Ifugao Rep. Teddy Baguilat, on the other hand, said he is taking a leave from Congress “as a day of mourning,” after which he would resume fighting for the victims of human rights abuses and corruption that happened during the Marcos regime.

“Despite the SC’s decision, we must continue to explain to Filipinos especially the young why we shouldn’t allow the loss of freedoms to happen again,” the Ifugao representative said.

President Ferdinand E. Marcos (or Ferdinand Emmanuel Edralin Marcos, Sr.) became Philippine president in 1965 and later declared martial law over the entire country in 1972 to “save the republic and form a new society,” he said.

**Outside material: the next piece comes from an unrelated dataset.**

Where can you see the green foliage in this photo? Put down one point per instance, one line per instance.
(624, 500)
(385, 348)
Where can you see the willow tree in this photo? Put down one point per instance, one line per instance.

During the martial law years, many opposition politicians and popular figures were imprisoned (including Nino Aquino). Some activists were allegedly summarily killed, while others disappeared without a trace.

The Marcos regime was ousted in 1986 by a so-called people-power revolution which installed the Cory Aquino administration. Marcos and his family were deported to Hawaii. In the morning of September 28, 1989, he died of kidney, heart, and lung ailments. His body was brought back to the country during the presidency of Fidel V. Ramos but on the condition that it be kept in Laoag, Ilocos Norte. It remained there for some 27 years.

Recently, the SC voted 9-5 in favor of a Marcos burial at the Libingan ng mga Bayani, a move backed by the nod of President Rodrigo Duterte. During his campaign in the presidential race this year, he talked about allowing the said burial.